Innocence
The kindergarten teacher looked at me with a slight bit of concern but then her eyes sparkled as she introduced herself to my mother and myself. I didn’t think about it too much at the time as she invited me to go over to the play area in the middle of the room: model houses and kitchen play sets with small metal bowls and plastic foods; the classroom has more fake food in the refrigerator than we ever had in ours at home.
From what I remember about my parents, they were either always at work or or just away from the house. During the summer I would see them in the morning drinking coffee as they walked out the door and to the car. They would be gone until the street lights came on, this time with bottles instead of cups. Sometimes they had a bag or two from McDonald’s or KFC.
A burger or some chicken strips, never anything beyond that. In fact, it wasn’t until I saw in third grade that I knew that McDonad’s actually served French fries.
As I said, I loved the kitchenette set, so much so that the teacher’s assistant tried in vain to get my interests in drawing or in building blocks. It worked, kind of, as I drew some pretty impressive pictures of a toy blender and rolling pin. The blocks? A square cake with rectangle strawberries sprinkled here and there. The girls would laugh with me as we talked about what were going to do with we were older—what kind of families we would have. I would tell them all that I wanted the princess life: Snow White but mixed in a bit with Wonder Woman where we would all meet together and have fun, tea and not let some dumb old boy tell us what we could do.

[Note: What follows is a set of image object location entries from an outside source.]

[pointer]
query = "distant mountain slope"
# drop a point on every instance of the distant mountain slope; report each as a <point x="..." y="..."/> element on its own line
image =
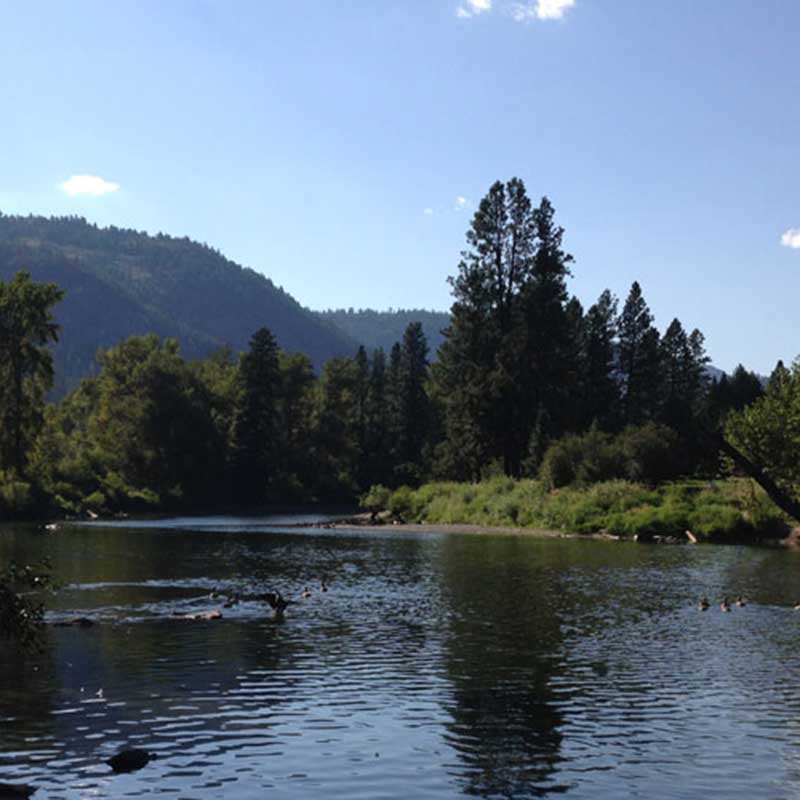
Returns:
<point x="376" y="329"/>
<point x="122" y="282"/>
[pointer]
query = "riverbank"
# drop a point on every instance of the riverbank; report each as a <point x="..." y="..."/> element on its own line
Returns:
<point x="364" y="522"/>
<point x="734" y="510"/>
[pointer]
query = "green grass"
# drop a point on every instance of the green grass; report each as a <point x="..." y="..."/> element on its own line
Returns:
<point x="731" y="510"/>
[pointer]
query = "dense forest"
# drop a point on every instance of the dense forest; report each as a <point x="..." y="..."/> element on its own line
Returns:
<point x="120" y="282"/>
<point x="527" y="384"/>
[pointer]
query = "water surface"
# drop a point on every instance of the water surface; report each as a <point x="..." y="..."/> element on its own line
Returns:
<point x="436" y="665"/>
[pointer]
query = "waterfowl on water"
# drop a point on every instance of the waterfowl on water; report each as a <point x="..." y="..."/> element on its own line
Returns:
<point x="276" y="602"/>
<point x="130" y="760"/>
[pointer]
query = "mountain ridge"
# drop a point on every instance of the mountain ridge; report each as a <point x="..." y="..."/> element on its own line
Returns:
<point x="119" y="282"/>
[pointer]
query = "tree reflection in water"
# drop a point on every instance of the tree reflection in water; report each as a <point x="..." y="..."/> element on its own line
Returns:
<point x="503" y="644"/>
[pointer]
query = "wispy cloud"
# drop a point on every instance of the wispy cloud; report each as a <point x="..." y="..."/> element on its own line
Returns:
<point x="539" y="9"/>
<point x="791" y="238"/>
<point x="88" y="184"/>
<point x="552" y="9"/>
<point x="473" y="7"/>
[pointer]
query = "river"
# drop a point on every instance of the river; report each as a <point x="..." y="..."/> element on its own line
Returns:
<point x="435" y="665"/>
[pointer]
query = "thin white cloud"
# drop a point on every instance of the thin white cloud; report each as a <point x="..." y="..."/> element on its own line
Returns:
<point x="473" y="7"/>
<point x="552" y="9"/>
<point x="540" y="9"/>
<point x="791" y="238"/>
<point x="88" y="184"/>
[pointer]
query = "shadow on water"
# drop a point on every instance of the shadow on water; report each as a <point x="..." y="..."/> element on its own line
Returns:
<point x="490" y="666"/>
<point x="503" y="643"/>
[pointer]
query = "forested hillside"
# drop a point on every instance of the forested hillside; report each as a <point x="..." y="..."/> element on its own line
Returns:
<point x="121" y="282"/>
<point x="376" y="329"/>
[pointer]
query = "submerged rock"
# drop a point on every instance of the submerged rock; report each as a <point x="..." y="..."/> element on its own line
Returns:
<point x="14" y="791"/>
<point x="200" y="615"/>
<point x="130" y="760"/>
<point x="75" y="622"/>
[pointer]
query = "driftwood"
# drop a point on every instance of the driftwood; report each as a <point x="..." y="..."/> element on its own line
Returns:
<point x="200" y="615"/>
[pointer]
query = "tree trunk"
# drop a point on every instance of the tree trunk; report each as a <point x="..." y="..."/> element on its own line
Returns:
<point x="781" y="499"/>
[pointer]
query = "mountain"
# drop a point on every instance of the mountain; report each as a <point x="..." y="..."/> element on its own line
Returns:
<point x="121" y="282"/>
<point x="376" y="329"/>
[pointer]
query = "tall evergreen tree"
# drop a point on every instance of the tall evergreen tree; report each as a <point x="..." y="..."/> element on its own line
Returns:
<point x="295" y="406"/>
<point x="639" y="359"/>
<point x="601" y="388"/>
<point x="256" y="431"/>
<point x="377" y="460"/>
<point x="504" y="353"/>
<point x="27" y="327"/>
<point x="414" y="411"/>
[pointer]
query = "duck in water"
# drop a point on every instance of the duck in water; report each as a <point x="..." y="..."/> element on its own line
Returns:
<point x="130" y="760"/>
<point x="276" y="602"/>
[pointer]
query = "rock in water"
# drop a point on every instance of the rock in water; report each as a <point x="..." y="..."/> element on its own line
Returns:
<point x="14" y="791"/>
<point x="130" y="760"/>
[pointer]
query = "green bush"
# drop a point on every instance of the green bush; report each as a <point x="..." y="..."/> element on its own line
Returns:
<point x="16" y="499"/>
<point x="377" y="498"/>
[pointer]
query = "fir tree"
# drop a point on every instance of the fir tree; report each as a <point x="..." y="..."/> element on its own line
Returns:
<point x="639" y="359"/>
<point x="256" y="432"/>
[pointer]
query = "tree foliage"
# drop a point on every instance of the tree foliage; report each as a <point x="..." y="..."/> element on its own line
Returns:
<point x="27" y="327"/>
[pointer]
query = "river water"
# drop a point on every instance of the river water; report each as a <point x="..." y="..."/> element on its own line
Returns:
<point x="435" y="665"/>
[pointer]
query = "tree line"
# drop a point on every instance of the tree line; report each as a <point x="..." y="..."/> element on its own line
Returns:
<point x="522" y="366"/>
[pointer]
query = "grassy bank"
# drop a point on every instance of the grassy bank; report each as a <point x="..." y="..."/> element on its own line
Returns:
<point x="731" y="510"/>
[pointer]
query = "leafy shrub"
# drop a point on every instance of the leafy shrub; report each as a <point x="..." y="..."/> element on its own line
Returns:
<point x="16" y="499"/>
<point x="377" y="498"/>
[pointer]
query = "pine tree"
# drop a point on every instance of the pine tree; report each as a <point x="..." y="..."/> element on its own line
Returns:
<point x="256" y="429"/>
<point x="27" y="327"/>
<point x="413" y="402"/>
<point x="639" y="360"/>
<point x="506" y="352"/>
<point x="601" y="388"/>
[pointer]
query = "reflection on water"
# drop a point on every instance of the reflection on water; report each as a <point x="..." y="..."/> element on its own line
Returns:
<point x="489" y="666"/>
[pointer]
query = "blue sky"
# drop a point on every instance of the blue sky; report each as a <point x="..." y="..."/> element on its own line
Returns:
<point x="338" y="146"/>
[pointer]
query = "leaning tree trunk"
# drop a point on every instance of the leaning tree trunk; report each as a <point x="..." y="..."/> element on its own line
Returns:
<point x="782" y="499"/>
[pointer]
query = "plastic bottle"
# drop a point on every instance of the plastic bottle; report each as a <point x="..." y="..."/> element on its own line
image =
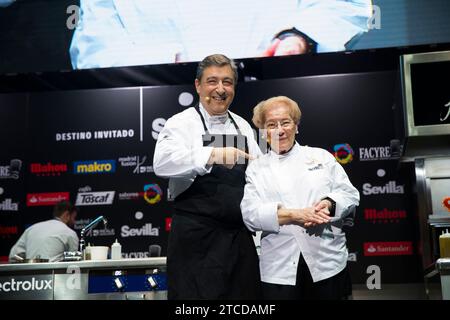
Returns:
<point x="444" y="244"/>
<point x="88" y="252"/>
<point x="116" y="251"/>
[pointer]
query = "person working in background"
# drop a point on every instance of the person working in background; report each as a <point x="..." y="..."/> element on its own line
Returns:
<point x="300" y="198"/>
<point x="49" y="239"/>
<point x="204" y="152"/>
<point x="112" y="33"/>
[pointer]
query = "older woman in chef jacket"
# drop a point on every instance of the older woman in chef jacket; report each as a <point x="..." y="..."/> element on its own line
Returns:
<point x="299" y="197"/>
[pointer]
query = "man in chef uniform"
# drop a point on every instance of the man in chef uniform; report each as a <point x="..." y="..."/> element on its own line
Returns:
<point x="299" y="197"/>
<point x="204" y="150"/>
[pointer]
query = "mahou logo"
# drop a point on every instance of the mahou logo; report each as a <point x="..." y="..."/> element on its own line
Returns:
<point x="384" y="216"/>
<point x="48" y="169"/>
<point x="46" y="199"/>
<point x="388" y="248"/>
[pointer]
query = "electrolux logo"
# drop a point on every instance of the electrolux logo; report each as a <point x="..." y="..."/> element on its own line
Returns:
<point x="46" y="199"/>
<point x="95" y="198"/>
<point x="152" y="193"/>
<point x="343" y="153"/>
<point x="14" y="285"/>
<point x="48" y="169"/>
<point x="375" y="153"/>
<point x="389" y="188"/>
<point x="94" y="166"/>
<point x="388" y="248"/>
<point x="146" y="230"/>
<point x="384" y="216"/>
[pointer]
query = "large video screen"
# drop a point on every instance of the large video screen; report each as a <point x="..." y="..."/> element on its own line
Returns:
<point x="50" y="35"/>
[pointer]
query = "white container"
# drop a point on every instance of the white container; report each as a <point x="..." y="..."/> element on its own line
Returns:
<point x="88" y="252"/>
<point x="116" y="251"/>
<point x="99" y="253"/>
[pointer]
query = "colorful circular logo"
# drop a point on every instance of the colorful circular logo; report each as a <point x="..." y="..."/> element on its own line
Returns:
<point x="343" y="153"/>
<point x="152" y="193"/>
<point x="446" y="203"/>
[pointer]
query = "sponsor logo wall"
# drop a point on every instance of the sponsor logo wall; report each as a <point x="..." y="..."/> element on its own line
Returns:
<point x="99" y="155"/>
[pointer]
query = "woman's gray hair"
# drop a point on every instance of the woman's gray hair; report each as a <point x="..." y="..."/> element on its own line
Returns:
<point x="259" y="111"/>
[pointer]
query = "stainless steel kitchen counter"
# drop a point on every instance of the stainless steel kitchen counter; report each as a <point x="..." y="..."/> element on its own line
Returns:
<point x="87" y="264"/>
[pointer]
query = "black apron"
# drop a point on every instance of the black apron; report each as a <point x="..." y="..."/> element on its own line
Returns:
<point x="211" y="254"/>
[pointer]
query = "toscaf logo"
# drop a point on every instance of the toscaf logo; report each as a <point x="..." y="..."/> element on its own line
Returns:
<point x="343" y="153"/>
<point x="95" y="198"/>
<point x="48" y="169"/>
<point x="94" y="166"/>
<point x="388" y="248"/>
<point x="46" y="199"/>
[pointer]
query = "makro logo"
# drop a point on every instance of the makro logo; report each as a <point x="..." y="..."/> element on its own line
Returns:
<point x="146" y="230"/>
<point x="28" y="285"/>
<point x="137" y="163"/>
<point x="152" y="193"/>
<point x="8" y="205"/>
<point x="388" y="248"/>
<point x="343" y="153"/>
<point x="94" y="166"/>
<point x="11" y="171"/>
<point x="95" y="198"/>
<point x="446" y="203"/>
<point x="384" y="216"/>
<point x="48" y="169"/>
<point x="6" y="231"/>
<point x="374" y="153"/>
<point x="389" y="188"/>
<point x="46" y="199"/>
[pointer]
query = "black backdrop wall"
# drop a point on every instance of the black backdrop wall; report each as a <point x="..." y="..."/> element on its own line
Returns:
<point x="111" y="134"/>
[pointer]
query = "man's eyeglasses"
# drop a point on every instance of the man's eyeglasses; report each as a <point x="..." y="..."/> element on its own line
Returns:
<point x="285" y="124"/>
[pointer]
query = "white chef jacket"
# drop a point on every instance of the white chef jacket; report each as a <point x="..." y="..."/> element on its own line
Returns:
<point x="113" y="33"/>
<point x="47" y="240"/>
<point x="297" y="180"/>
<point x="179" y="152"/>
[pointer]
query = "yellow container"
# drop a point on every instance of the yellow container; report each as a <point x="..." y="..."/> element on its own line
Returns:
<point x="444" y="244"/>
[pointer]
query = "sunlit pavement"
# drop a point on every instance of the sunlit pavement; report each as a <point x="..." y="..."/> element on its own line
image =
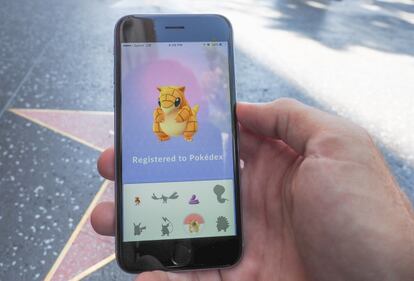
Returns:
<point x="353" y="58"/>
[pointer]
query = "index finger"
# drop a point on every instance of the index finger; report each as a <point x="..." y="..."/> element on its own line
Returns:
<point x="286" y="119"/>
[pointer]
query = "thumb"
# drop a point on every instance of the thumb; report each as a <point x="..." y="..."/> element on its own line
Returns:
<point x="286" y="119"/>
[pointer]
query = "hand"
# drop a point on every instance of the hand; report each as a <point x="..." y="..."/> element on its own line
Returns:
<point x="319" y="202"/>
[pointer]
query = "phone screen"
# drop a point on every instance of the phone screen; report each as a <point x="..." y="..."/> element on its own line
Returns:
<point x="177" y="141"/>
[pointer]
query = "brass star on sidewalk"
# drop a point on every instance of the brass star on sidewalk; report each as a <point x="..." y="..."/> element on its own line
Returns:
<point x="85" y="251"/>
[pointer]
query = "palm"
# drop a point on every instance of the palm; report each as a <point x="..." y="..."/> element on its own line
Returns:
<point x="270" y="252"/>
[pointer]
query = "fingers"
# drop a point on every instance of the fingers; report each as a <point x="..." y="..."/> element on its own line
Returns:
<point x="285" y="119"/>
<point x="103" y="218"/>
<point x="106" y="164"/>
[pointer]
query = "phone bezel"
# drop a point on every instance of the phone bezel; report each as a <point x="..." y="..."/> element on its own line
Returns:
<point x="214" y="252"/>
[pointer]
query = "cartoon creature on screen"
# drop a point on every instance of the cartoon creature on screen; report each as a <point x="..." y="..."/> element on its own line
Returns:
<point x="174" y="116"/>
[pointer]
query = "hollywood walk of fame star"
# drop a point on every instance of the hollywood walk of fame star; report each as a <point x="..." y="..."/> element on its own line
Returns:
<point x="85" y="251"/>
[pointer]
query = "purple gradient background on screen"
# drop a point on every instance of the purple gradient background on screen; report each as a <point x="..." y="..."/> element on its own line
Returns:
<point x="204" y="73"/>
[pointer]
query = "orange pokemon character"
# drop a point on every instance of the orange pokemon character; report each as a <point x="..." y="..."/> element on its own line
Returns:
<point x="174" y="116"/>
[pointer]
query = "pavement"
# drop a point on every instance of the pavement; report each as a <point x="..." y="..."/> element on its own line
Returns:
<point x="352" y="58"/>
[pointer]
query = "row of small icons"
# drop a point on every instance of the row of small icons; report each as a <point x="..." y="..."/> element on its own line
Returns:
<point x="193" y="224"/>
<point x="218" y="190"/>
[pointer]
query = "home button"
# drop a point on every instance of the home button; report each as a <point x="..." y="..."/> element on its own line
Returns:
<point x="182" y="255"/>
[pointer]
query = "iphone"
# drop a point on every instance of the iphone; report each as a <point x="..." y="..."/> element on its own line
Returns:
<point x="177" y="163"/>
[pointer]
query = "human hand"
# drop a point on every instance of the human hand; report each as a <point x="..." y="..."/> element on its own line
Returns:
<point x="319" y="202"/>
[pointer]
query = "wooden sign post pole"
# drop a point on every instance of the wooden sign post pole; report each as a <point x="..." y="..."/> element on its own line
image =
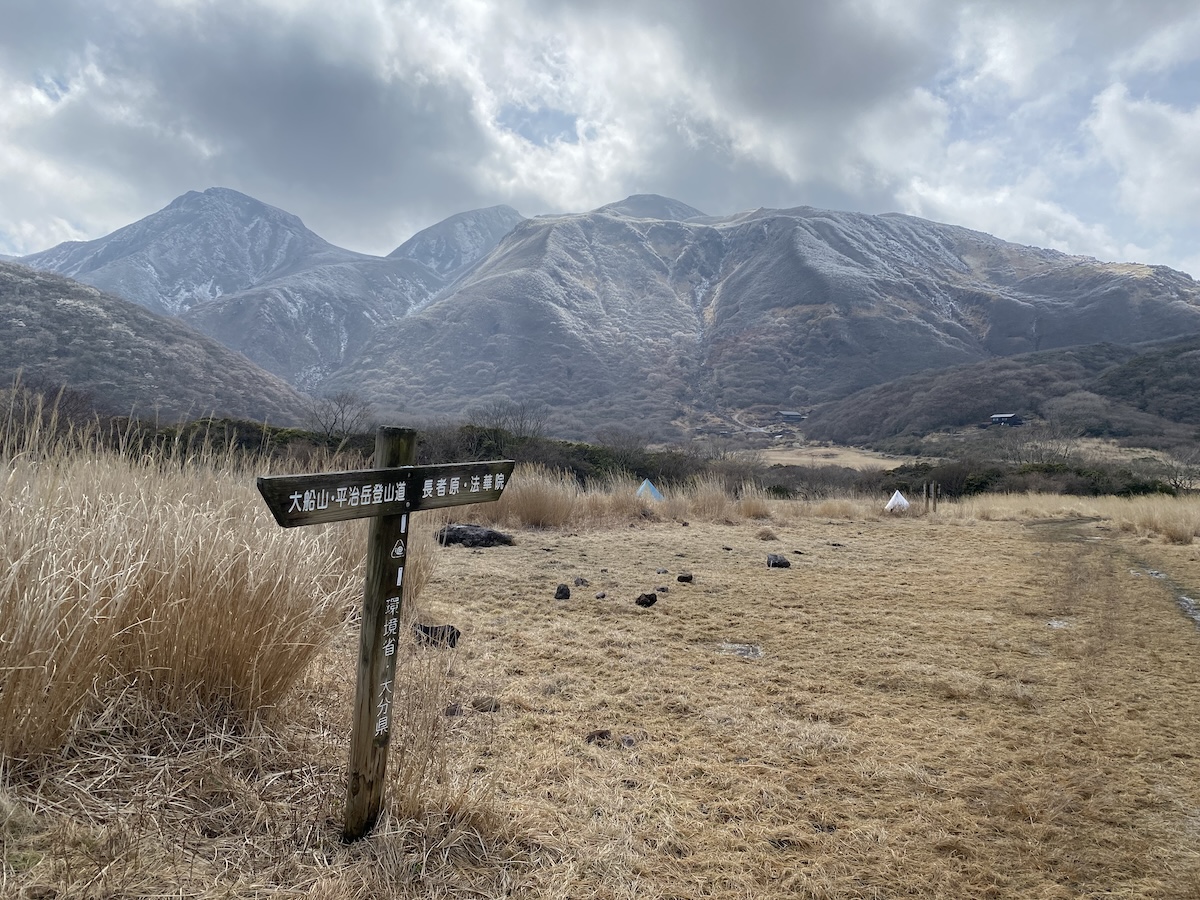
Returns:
<point x="388" y="495"/>
<point x="383" y="610"/>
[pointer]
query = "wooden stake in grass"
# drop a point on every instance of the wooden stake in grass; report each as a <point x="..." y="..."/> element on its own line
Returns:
<point x="388" y="493"/>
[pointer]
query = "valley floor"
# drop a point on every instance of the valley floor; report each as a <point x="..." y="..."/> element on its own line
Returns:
<point x="941" y="706"/>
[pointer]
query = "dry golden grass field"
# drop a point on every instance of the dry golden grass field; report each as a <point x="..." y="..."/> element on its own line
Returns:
<point x="999" y="700"/>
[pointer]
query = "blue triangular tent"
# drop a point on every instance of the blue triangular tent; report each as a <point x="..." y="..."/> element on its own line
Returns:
<point x="648" y="490"/>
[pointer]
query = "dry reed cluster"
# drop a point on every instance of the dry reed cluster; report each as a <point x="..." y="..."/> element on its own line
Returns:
<point x="156" y="575"/>
<point x="991" y="701"/>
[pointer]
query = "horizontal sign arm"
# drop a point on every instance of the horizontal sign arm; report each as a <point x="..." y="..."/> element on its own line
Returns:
<point x="360" y="493"/>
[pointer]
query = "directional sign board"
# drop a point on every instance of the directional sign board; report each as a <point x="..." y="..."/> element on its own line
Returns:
<point x="385" y="495"/>
<point x="337" y="496"/>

The boys in the class didn’t really know what to think about me as I acted like a girl until recess when I could clobber any one of them when they pushed me around. There was a first grader named Tony who would point his fingers at me and repeatedly say “Little boy in a dress” or “boy-girl”. He said that for two days before I knocked his front teeth out but he wouldn’t let me take credit for it and instead said he fell off the carousel. Of course, that was how it was remembered on that day and it just became playground folklore.
His tooth is somewhere on that playground, buried in the dirt with a bit of blood.